Best of 2016 / Edition November 2016
Transistor scaling has brought us a lot of benefits, but also a myriad of reliability issues. To extend the scaling path as far as possible, system architects and technologists have to work together. They have to find solutions – e.g. at system level – to realize self-healing chips, chips that can detect or ‘feel’ where errors occur and that know how to deal with them or in a way ‘cure’ them. Only then will it be feasible to design systems in technologies with transistors scaled down to 5nm dimensions. Two specialists in the field explain how to make such self-healing chips: ‘system architect’ Francky Catthoor and ‘technologist’ Guido Groeseneken.
Until a few years ago, manufacturers of ICs in less-deeply scaled CMOS technology could sell electronics with a guaranteed lifetime. The chips inside were built with devices that all had the same average characteristics and would all age in a predictable way. A so-called guard-band approach guaranteed proper functioning of the circuits and chips: extra margins were added to the average characteristics of the transistors to ensure good functioning, also in extreme scenarios. Due to scaling and related reliability issues, these margins or guard bands have risen from 10% to much higher ranges. As a result, from 14nm on, the guard-band approach will become gradually untenable for systems that require some type of guarantees. Does this mean the premature end of scaling?
Making reliable systems with unreliable devices
Groeseneken: “Maybe it means the end of the guard-band approach, but certainly not the end of scaling. In the past, the reliability of a system was for the larger part guaranteed by the technology engineers. But very soon this will no longer be possible, and we are reaching a point where we, technology engineers, have to work together with system architecture experts to design reliable systems using ‘unreliable’ devices. In our research group we measure and try to understand reliability issues in scaled devices. In the 40nm technology, it is still possible to cope with the reliability issues of the devices and make a good system. But at 7nm, the unreliability of the devices risks to affect the whole system. And conventional design techniques can’t stop this from happening. New design paradigms are therefore urgently needed.”
Device aging becomes a very complex matter in scaled technologies. Groeseneken: “First of all, even with a fixed workload, the devices no longer degrade in a uniform way. Each individual device shows its own degradation level, so we have to start looking at the statistical distributions of degradation. And to make things worse, in a real system, the workload is not fixed. Just imagine a multimedia application in which the workload is dependent on the users’ instructions to the system. This workload dependence makes it very complex to predict the degradation of scaled devices in a system.”

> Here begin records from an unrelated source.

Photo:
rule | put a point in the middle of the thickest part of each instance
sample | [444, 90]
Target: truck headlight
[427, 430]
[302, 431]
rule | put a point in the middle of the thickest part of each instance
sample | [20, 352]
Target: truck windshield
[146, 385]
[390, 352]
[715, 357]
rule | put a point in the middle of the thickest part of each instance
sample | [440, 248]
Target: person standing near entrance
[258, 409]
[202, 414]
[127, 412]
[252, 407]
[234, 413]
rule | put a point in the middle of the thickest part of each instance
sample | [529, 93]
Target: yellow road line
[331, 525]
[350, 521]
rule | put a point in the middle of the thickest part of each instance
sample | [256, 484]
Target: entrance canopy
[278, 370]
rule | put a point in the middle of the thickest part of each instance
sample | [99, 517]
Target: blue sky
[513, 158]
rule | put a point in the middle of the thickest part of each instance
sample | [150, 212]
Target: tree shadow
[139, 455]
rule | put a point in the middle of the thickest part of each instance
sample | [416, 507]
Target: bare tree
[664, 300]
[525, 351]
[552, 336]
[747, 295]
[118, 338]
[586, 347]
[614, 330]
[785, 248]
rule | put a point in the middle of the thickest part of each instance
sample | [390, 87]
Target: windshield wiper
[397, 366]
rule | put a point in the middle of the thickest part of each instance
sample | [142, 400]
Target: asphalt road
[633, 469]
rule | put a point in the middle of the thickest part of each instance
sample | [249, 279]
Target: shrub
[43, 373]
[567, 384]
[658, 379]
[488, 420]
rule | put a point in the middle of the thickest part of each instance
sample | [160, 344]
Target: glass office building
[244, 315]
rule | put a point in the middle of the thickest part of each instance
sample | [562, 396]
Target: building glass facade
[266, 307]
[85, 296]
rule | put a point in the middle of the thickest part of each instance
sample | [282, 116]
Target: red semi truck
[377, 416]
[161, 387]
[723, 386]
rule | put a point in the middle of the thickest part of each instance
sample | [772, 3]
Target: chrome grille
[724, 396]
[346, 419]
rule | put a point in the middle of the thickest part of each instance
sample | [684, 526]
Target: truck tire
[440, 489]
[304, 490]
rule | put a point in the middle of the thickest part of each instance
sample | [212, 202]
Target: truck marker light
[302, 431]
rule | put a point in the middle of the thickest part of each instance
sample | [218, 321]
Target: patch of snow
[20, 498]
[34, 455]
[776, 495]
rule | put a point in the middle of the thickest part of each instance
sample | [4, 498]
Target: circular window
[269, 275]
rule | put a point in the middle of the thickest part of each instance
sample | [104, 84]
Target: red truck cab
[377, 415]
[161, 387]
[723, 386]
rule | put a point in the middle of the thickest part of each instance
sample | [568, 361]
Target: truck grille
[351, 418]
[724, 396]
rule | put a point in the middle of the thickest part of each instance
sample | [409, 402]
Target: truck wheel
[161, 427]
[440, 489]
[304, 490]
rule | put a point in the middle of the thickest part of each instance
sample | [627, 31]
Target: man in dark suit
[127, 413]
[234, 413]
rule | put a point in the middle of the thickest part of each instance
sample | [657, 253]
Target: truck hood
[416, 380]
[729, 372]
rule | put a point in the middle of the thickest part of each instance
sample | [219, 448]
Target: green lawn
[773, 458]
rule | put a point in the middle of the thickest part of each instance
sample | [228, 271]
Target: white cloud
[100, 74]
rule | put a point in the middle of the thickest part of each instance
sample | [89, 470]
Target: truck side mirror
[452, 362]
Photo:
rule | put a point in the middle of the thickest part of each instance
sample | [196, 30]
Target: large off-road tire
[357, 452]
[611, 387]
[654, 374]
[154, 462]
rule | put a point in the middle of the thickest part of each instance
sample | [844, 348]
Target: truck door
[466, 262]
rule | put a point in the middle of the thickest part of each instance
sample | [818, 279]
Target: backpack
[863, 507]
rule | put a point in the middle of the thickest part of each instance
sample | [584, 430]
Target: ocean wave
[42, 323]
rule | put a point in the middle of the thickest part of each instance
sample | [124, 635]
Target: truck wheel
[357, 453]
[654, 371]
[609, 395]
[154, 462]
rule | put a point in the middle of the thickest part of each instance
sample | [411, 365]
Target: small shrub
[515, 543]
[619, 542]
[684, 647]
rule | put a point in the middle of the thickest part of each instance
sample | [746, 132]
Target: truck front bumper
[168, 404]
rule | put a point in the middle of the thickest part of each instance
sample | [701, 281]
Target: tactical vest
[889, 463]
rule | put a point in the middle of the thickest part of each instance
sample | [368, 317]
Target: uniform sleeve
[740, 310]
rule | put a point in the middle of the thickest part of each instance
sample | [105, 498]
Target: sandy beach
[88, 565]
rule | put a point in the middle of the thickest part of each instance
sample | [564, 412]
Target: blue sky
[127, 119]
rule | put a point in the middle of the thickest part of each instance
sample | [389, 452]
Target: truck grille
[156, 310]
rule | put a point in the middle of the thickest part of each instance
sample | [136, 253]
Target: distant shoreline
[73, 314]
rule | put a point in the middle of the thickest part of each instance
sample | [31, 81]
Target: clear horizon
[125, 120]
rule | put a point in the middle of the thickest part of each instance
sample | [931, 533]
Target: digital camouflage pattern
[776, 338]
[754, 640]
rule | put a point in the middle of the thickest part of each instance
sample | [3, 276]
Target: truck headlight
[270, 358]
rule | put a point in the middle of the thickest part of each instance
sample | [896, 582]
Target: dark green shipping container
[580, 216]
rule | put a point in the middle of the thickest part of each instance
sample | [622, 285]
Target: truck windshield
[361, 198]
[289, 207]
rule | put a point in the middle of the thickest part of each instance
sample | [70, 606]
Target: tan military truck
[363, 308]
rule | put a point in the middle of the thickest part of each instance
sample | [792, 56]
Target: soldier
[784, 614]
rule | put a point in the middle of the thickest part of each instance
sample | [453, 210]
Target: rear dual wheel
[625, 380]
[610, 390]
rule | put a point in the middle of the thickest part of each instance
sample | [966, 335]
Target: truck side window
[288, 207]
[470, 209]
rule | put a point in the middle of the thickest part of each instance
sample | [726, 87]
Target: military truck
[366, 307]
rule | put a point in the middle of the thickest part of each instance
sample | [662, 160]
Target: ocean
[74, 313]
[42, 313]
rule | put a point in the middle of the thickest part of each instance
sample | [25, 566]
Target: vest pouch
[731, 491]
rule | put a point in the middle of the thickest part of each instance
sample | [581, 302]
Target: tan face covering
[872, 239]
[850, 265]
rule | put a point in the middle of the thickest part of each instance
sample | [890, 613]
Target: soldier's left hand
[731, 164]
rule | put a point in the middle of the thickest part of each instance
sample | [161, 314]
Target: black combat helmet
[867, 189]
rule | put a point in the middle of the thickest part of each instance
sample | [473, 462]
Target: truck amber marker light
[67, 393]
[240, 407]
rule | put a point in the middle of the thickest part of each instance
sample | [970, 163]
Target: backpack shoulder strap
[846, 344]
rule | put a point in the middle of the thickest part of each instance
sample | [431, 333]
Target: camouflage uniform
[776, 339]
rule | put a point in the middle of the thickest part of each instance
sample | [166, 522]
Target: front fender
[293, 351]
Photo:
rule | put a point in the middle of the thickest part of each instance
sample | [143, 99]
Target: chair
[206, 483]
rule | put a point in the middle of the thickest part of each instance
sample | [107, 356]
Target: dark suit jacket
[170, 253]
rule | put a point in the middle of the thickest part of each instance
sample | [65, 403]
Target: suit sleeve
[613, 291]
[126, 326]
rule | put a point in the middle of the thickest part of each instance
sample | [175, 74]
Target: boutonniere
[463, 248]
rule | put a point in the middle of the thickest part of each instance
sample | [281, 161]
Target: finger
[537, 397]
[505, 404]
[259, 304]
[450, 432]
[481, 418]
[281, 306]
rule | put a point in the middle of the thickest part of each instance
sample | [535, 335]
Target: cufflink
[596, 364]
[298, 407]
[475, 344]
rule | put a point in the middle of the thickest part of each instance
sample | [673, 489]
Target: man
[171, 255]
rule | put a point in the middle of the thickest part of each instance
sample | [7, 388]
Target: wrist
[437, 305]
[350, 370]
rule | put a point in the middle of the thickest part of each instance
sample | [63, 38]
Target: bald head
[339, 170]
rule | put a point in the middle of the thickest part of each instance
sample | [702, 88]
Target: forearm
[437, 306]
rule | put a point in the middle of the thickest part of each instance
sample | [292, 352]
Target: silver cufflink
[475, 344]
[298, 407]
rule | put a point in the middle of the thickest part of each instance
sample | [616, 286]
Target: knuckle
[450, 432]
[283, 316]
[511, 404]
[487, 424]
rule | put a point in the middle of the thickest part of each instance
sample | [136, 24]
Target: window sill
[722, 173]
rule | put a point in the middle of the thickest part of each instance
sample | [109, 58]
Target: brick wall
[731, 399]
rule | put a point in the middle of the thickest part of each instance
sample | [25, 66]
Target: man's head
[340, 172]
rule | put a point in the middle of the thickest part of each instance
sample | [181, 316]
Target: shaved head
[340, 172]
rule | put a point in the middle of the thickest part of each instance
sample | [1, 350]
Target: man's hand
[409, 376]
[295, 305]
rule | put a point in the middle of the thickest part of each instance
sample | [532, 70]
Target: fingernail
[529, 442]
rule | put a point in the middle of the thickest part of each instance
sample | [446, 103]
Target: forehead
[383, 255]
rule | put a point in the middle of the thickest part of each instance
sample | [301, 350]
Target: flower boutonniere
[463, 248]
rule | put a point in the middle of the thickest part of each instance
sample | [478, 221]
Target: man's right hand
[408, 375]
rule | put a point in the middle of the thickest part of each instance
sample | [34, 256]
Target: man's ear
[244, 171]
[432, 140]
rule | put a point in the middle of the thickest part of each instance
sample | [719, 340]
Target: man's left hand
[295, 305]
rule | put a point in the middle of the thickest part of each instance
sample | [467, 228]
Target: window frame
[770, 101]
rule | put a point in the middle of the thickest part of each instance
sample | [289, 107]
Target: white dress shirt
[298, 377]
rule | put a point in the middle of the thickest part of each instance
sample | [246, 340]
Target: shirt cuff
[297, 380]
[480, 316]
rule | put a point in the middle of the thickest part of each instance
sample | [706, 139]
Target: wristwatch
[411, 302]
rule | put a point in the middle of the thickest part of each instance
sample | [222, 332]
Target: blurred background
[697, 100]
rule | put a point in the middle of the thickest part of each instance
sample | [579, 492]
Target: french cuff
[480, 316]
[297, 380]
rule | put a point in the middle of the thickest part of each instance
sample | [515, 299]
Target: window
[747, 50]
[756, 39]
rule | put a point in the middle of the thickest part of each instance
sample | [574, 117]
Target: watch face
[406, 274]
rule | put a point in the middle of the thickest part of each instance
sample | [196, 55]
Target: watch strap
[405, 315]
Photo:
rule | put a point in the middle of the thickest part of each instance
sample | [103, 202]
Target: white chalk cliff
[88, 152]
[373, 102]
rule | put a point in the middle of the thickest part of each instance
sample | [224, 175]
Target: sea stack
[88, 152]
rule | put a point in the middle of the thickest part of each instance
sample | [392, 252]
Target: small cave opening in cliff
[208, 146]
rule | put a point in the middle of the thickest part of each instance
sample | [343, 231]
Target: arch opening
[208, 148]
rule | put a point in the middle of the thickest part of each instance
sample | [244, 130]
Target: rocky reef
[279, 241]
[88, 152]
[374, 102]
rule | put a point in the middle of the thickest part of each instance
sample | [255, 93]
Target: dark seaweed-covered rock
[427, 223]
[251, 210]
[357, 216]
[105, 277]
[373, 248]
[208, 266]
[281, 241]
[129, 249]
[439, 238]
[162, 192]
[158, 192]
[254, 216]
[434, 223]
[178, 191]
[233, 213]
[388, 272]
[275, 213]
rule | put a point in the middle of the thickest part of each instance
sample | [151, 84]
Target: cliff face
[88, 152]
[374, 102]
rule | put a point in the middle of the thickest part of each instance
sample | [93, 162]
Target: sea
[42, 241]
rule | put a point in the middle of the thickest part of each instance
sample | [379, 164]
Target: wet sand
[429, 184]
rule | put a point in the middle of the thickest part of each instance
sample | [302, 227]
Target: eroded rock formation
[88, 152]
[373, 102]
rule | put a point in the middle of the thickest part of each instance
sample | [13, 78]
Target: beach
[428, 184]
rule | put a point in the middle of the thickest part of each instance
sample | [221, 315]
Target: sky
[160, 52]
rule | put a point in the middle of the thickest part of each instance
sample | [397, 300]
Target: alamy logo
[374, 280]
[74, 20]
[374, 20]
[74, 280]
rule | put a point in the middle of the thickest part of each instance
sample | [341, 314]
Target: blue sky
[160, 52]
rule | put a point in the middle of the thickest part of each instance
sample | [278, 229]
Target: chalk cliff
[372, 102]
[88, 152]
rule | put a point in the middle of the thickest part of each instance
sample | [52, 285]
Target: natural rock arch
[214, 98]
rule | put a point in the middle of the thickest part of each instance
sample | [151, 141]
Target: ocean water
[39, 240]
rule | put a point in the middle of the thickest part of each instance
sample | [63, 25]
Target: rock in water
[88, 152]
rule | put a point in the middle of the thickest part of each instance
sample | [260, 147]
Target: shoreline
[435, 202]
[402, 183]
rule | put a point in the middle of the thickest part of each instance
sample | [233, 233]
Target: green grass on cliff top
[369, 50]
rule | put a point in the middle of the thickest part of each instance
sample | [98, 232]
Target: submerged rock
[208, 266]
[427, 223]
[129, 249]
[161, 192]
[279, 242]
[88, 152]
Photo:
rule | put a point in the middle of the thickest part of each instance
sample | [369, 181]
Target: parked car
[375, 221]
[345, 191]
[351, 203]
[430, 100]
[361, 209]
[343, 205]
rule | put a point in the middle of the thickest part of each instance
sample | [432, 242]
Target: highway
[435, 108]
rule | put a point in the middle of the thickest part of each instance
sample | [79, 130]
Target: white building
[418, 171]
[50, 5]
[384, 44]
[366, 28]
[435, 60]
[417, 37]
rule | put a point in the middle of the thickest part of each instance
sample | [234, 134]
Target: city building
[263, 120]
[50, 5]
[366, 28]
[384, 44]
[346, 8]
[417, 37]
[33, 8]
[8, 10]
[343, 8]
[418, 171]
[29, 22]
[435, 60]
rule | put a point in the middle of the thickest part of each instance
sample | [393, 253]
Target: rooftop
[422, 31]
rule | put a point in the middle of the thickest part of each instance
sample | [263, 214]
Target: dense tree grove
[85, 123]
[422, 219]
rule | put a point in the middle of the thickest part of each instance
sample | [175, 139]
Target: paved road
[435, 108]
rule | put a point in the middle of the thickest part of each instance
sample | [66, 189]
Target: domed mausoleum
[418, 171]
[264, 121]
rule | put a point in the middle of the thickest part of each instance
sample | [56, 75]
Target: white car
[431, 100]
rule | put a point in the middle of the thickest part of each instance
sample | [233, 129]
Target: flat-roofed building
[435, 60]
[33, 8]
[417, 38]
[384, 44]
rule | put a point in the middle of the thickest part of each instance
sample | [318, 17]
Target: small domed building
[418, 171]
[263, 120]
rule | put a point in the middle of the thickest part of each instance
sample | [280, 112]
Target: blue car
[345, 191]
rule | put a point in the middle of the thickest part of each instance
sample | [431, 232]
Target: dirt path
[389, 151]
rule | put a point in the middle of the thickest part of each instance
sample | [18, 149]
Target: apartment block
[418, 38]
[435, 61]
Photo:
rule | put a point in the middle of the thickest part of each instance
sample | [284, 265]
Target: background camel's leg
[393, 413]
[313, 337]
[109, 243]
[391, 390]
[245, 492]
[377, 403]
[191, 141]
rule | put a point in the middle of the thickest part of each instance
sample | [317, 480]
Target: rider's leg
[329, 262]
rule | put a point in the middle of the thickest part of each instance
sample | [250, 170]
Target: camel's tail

Catthoor: “However, workload dependence doesn’t have to be negative. Ultimately, it even holds the key to the solution we are working on to make reliable systems with deeply scaled devices. Future systems will have distributed monitors that detect local errors in the system, an intelligent controller that gathers this information and decides what to do, and so-called knobs (actuators) that are regulated by the controller and fix the problem.”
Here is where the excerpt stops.